Deliberately walking away from mortgages

Voltron says: No surprise, when people's houses are worth less than the mortgage, they walk. The government is trying to trick people into refinancing their mortgages into full-recourse loans to prevent them from walking away, but most people aren't that stupid. The banks are not willing (or able) to eat the loss by lowering the principal amount of the loan, interest rates are already effectively zero and the government is broke. The only way the government can keep the banks solvent is through inflation.

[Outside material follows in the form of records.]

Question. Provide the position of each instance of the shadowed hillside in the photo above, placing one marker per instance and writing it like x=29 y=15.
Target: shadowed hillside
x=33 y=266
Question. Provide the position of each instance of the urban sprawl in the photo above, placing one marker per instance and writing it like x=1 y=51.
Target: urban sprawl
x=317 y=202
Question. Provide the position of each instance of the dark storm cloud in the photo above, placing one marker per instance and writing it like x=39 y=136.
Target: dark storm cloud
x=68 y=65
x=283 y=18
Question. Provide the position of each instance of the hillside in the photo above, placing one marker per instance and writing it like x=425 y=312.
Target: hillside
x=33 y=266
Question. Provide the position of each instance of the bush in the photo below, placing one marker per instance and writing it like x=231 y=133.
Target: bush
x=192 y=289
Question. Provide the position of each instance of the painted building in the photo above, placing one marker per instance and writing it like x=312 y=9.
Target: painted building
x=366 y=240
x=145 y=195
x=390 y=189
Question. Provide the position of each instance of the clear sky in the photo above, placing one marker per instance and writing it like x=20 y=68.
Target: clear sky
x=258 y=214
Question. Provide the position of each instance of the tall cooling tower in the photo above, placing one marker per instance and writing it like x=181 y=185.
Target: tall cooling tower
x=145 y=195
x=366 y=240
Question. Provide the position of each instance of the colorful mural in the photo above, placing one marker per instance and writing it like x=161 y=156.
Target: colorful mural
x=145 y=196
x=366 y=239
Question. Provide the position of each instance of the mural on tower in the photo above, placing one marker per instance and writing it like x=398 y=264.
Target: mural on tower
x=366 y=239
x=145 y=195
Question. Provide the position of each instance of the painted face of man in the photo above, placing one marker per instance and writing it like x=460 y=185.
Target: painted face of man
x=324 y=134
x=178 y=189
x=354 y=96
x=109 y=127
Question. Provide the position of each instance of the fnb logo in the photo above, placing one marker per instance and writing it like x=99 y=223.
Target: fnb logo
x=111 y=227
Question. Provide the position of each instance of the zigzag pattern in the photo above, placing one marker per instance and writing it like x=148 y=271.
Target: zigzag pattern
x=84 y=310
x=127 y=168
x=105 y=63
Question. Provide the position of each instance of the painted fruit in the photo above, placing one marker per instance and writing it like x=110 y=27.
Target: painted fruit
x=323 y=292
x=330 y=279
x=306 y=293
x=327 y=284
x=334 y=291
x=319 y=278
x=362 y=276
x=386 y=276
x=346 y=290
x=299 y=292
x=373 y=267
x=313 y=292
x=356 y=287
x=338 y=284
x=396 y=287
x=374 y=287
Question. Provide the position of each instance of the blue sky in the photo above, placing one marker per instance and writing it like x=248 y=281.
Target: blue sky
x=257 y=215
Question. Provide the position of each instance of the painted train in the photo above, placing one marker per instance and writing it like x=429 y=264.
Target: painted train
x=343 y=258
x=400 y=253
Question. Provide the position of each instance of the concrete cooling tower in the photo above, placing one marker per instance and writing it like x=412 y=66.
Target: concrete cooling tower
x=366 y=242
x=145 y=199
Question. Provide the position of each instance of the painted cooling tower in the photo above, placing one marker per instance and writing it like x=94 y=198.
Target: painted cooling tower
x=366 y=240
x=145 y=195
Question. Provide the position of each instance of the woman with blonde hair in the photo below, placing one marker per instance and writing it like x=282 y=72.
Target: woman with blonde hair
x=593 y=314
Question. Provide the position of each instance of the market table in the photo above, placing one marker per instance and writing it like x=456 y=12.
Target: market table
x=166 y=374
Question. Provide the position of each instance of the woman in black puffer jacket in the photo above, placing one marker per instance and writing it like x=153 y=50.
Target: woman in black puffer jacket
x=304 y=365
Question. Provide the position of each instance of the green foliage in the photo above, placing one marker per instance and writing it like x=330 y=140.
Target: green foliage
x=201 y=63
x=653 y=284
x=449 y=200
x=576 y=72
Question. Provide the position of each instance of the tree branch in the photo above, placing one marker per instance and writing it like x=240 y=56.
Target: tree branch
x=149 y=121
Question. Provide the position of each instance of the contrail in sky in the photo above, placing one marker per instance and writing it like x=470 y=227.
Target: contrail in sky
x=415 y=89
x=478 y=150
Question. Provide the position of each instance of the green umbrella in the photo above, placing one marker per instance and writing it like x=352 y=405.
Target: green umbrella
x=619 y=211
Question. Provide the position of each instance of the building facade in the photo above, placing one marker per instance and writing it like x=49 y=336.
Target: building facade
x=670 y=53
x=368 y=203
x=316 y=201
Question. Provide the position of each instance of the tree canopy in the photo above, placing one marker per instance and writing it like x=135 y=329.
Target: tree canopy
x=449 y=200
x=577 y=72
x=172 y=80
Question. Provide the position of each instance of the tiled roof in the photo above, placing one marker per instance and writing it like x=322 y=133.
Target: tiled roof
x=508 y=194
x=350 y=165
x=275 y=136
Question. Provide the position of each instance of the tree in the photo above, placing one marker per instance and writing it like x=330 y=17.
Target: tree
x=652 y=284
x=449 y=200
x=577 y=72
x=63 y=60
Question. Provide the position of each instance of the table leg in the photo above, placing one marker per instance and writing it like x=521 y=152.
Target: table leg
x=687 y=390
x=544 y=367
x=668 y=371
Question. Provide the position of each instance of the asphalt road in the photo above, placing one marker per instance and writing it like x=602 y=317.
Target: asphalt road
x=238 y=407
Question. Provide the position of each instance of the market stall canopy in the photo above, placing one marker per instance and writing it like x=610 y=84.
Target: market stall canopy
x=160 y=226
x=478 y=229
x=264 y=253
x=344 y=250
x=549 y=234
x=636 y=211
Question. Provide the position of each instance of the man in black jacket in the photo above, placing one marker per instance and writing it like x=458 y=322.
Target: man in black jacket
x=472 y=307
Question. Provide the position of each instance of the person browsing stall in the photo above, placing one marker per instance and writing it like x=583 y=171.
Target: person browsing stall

Article has some updated statistics:,0,3674775.story

Friday, July 10, 2009

California says all I need are some tasty waves, a cool buzz, and I'm fine

Voltron says: I find it amazing how blasé people are about the fact that California is broke. California is now issuing IOUs, which the banks have stopped accepting as of today. They are being bought for 50-88 cents on the dollar on ebay and craigslist. California is basically trying to print it's own money. Fiat money (i.e. money not backed by gold or silver) originally derived its value from the fact that it was accepted for payment of taxes. California is going to have to accept these IOUs at 100 cents on the dollar for taxes, fines, fees, etc. All of the IOUs will end up being returned to the state, requiring the state to issue more and more IOUs, in a financial death-spiral.

Dollar devaluation this summer?

Voltron says: rumor has it that the dollar will be devalued this summer during a special "bank holiday." You see, any banana republic can devalue its currency to shrug off its debt by adjusting the official foreign exchange rates. The problem is that the US Dollar is the world's reserve currency and everything is pegged to the dollar. This fact has allowed the US to get away with monetary murder for decades (low interest rates), but it's a double edged sword. The US gets to finance its debt at low interest, not because its a super cool peachy keen country, precisely BECAUSE it can't default very easily through devaluation (a.k.a inflation).

Thursday, July 9, 2009

Goldman conspiracy theory

Voltron says: rumor on the street is that the software stolen by a rogue ex-Goldman Sachs employee reveals that Goldman Sachs has been hacking into the stock exchanges and front-running the entire market.

Monday, July 6, 2009

Bearish WFC and IYR options activity

Voltron says: Someone is making some rather large bets that Wells Fargo will decline over 35% by mid August. Also, puts were purchased on IYR with a break even at 7% below the current price.